狩野 昔はメディアの力が大きかったですが、今は口コミの世界なので、何が広がるかは分からないですね。
山本 美魔女もそうですが、昔はメディアが流行語を作ろうとしていた。雑誌の中だけでやっていると広がりに欠けるから、テレビで取り上げられるにはどうしたらいんだろう、と思いながらやっていました。
●人工知能の役割、人間の役割
狩野 機械は単語しか見えていない状態でキャッチコピーを作っているので、もっと情報を与えれば良いかもしれない。代理店の世界では、オリエンシートというのを広告主からもらいます。人間はそれを読み込んで抽象化し、言葉にしているのでしょう。
―― 解釈と抽象化が人間の役割で、それをし終えたら、後の具体的な出力は人工知能に任せていく、という世界はもうすぐ訪れるかもしれません。
狩野 常識問題という壁がありますからね。人工知能は、ちゃんと教えてあげないと人間が生きていることも、手が2本あることも分かりません。そういう常識をどんどん教え込まないと、意図を重ね合わせるのはなかなか難しいでしょう。
山本 一般の人たちが想像するほど、今のAIは人間に近いというわけではないんですね。僕の中の人工知能のイメージはSF映画「2001年宇宙の旅」に登場する、意思を持つコンピュータの「HAL」。そういう時代は、まだ来ないってことですね。

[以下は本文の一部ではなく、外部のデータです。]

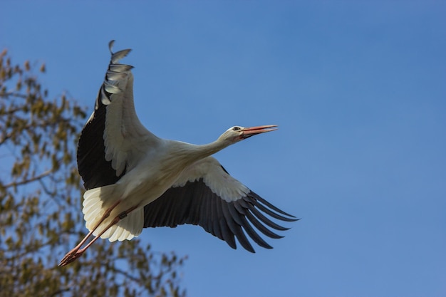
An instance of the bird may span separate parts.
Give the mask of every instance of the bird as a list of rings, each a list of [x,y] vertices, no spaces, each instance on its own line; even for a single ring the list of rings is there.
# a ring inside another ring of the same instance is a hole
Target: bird
[[[185,224],[201,226],[234,249],[237,238],[255,252],[247,235],[272,249],[254,228],[279,239],[283,236],[268,226],[289,228],[271,218],[298,219],[232,177],[212,155],[277,125],[234,126],[207,145],[158,137],[137,116],[133,67],[119,63],[131,49],[113,53],[114,42],[108,44],[111,59],[78,143],[78,169],[86,190],[82,211],[89,232],[59,266],[76,260],[98,238],[122,241],[138,236],[143,228]]]

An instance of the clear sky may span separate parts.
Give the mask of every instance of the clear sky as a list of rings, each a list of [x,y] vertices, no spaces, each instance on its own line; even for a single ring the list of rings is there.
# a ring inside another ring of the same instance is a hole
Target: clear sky
[[[188,295],[446,296],[444,1],[6,1],[1,11],[0,48],[45,62],[51,96],[69,92],[93,110],[115,39],[133,48],[123,62],[135,66],[137,112],[158,136],[202,144],[235,125],[279,125],[216,156],[301,218],[274,249],[234,251],[197,226],[141,235],[189,256]]]

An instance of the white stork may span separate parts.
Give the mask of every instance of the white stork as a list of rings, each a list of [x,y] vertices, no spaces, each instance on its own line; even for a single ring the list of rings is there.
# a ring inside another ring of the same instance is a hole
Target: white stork
[[[296,219],[234,179],[211,156],[276,125],[232,127],[202,145],[159,138],[136,115],[133,66],[118,63],[130,50],[113,53],[113,41],[95,110],[78,147],[79,174],[87,189],[83,212],[90,232],[59,266],[76,260],[99,237],[130,240],[142,228],[183,224],[199,225],[233,249],[235,236],[244,249],[254,252],[245,232],[259,246],[272,249],[252,226],[271,238],[282,236],[265,225],[287,228],[262,212],[282,221]],[[91,235],[95,237],[82,248]]]

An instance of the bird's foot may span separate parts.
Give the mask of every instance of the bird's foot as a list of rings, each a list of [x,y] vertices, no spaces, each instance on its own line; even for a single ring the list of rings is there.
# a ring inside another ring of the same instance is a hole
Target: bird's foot
[[[61,263],[59,263],[59,266],[64,266],[66,265],[69,264],[70,263],[74,261],[76,259],[79,258],[84,252],[84,249],[73,249],[67,253],[66,255],[63,257],[62,260],[61,260]]]

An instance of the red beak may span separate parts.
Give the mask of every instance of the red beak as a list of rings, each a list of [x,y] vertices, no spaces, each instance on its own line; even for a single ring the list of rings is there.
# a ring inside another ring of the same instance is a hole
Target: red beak
[[[242,139],[245,139],[250,137],[251,136],[256,135],[257,134],[264,133],[266,132],[271,132],[277,130],[277,128],[275,128],[274,127],[277,127],[277,125],[266,125],[264,126],[256,126],[243,128],[242,129],[241,137]]]

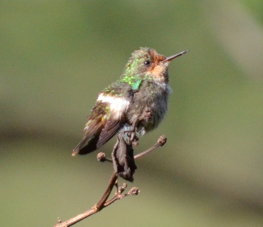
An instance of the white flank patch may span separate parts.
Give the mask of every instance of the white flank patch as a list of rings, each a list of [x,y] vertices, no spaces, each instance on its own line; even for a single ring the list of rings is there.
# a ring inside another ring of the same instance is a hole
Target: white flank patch
[[[116,120],[119,120],[126,113],[130,105],[130,101],[123,97],[104,96],[103,93],[100,94],[97,101],[101,101],[109,104],[109,108],[113,114]]]

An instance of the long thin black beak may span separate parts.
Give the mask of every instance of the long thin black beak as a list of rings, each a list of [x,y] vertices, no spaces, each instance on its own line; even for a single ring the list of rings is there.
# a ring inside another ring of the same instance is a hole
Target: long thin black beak
[[[164,59],[164,60],[162,61],[162,62],[165,62],[170,61],[171,61],[171,60],[173,60],[173,59],[174,59],[176,58],[177,58],[177,57],[179,57],[181,55],[182,55],[183,54],[184,54],[188,51],[188,50],[185,50],[184,51],[182,51],[180,53],[179,53],[179,54],[175,54],[174,55],[172,55],[172,56],[170,56],[170,57],[168,57]]]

狩野 私は早くそういう時代を作りたいですけどね。冗談で学生には「早く人類を滅ぼそう!」と言ってます(笑)。
―― キャッチコピーを作る人工知能自体に意思は無いんですけど、生成されたフレーズを見ると意思を持っていそうと感じてしまう。
狩野 私がボタンを押してコピーを生成しているわけですから。全体として意思があるように見せるなら、もう少し自律的にならなきゃいけない。
●対談を終えて
対談を終えて、人工知能は「美魔女」という言葉を生み出せるか、という問い立てが間違っていたと気付きました。正確には、人工知能が出力したキャッチコピーのすごさにわれわれのような一般人は気付けるか、という表現が適切なのかもしれません。
創造性とは評価する人間次第であり、評価者の名前によって私たちは「これはすごいね」と判断しているのかもしれません。狩野先生が「人間が究極」と表現するように、本来であれば「みんな違ってみんな良い」はず。どうして「創造性」と聞いて「万人に評価される創造性を発揮できるか?」と私は考えたのでしょうか。恥ずかしいです。
人工知能が浸透すれば、私たちはセミプロ以上・プロフェッショナル以下の能力を持つアプリを携えて、無数の創造性あふれる制作物に囲まれるのではないでしょうか。
例えば映画であれば、これまでは巨匠の描く世界観に圧倒されるばかりでした。しかしこれからは、人工知能があなただけにフィットし、満足させる映画を創るかもしれません。
みんなが思う「最高」と、あなたが感じる「最高」。果たして、どちらに価値があるんでしょうか?